Cage the Elephant supporting The Black Keys
Van Andel Arena, Grand Rapids
Sept. 7, 8 p.m.
$75, $55, $35
vanandelarena.com, (616) 742-6600
Cage the Elephant's 2013 album, Melophobia, was approached a bit differently than previous records. As opposed to a strict collaborative effort from the very beginning, each of the band's members started writing music individually.
"We hadn't been apart from each other for the better part of five or six years," said Guitarist Brad Shultz. "We all just needed our personal space for a little bit, and as we were taking that time, we all started on what we wanted this record to be. The ideas weren't drastically different, but we weren't on the same page. In the end, I think it really gave us a better perspective on what each person brings to the band."
This process gave the group not only a greater appreciation of each individual's talents, but also helped in further shaping their own unique sound. On previous albums, Shultz said the band may have unintentionally wore their influences on their sleeve too heavily. But Melophobia was a gigantic leap toward something more distinct.
"I think it's all been a progression from our first record to this record," Shultz said. "We're constantly growing and we've been searching to just experiment and push ourselves past our boundaries.

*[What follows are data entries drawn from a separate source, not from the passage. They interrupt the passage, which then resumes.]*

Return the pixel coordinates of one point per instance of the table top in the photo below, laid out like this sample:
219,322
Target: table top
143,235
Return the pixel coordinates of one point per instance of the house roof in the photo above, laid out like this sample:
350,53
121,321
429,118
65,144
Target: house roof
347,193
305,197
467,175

On each record we've made we've taken another step in growing as a band and developing our own sound."
Also unlike previous endeavors, after recording Melophobia, the guys went to work right away writing material for the next album. This was a notable change of course, as the group typically feels creatively drained after putting a record together.
"Usually when I come out of the studio I feel like I don't have anything left," Shultz said. "I feel like I've lost it, like I've used all my ability to write songs. This record was kind of different because I just kept writing. It was such a big growth."
In fact, the band is looking at the possibility of working on the next record right after touring with The Black Keys. Until then, Brad and his brother (and lead vocalist) Matt have their own friendly little competition going.
"[Matt and I] have these idea wars where we'll send each other little clips of stuff on our cell phones with text messages and stuff," Shultz said. "This time there are just so many ideas. I feel really good."